I was recently told by a very good farmer who does an amazing job with pastured poultry that he broods turkey polts for 6 weeks, I can’t even imagine this!  I raised 3 turkeys this year for meat birds this year.  We brooded them with some ducks, they were in the “brooder” for about 8 days, then outside and they never stumbled for a second.

Again I am not saying this approach is for everyone, what I am saying is all in all we have lost more birds in brooders than on grass even when we put them on grass at very young ages.

Our last run of 50 ducks we lost 2 in the brooder, and zero once on grass.  They went outside at 12 days of age, stayed outside after that.  This was in February, we even had ice storms when they were only 4 weeks of age.  We just gave them shelter with heat lamps in them and all was well.  Two years ago I brought up 8 geese, we lost zero in the first 12 weeks and guess what, they went into a tractor the day we got them at 2 days of age.

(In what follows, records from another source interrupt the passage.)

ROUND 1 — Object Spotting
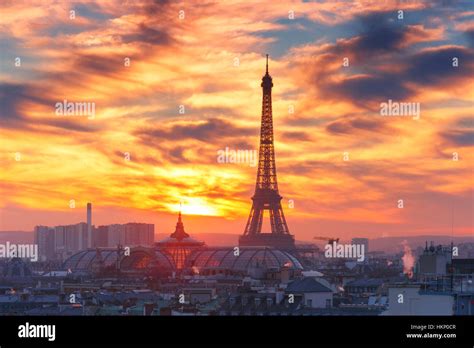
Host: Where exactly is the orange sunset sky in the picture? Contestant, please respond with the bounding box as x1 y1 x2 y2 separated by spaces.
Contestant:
0 0 474 240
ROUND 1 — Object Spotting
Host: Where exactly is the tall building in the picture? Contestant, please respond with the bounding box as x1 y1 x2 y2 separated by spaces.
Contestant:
34 226 56 261
54 222 89 260
87 203 92 248
239 54 295 249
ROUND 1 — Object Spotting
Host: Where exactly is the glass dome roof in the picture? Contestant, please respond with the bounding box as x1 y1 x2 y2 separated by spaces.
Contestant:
63 248 175 271
187 247 303 271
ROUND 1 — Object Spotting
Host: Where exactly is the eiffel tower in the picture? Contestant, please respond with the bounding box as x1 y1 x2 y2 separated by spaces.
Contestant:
239 54 295 249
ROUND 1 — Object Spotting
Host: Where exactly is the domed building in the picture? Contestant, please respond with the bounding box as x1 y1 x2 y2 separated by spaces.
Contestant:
186 247 303 275
156 212 205 270
63 247 175 273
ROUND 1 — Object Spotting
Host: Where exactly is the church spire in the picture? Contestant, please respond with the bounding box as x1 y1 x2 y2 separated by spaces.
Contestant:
170 210 189 240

In the end you must make this decision for yourself and judge the timing and methods based on your goals and climate.  There are a lot of really smart people that will say I am wrong about all this but in the end, the birds are the ones I aim to keep happy.

I frankly see a brooder as a box of death in many ways.  Now at times you need to use it anyway, my goal is to use it as little as possible and get birds out into fresh air and sun shine as quickly as possible.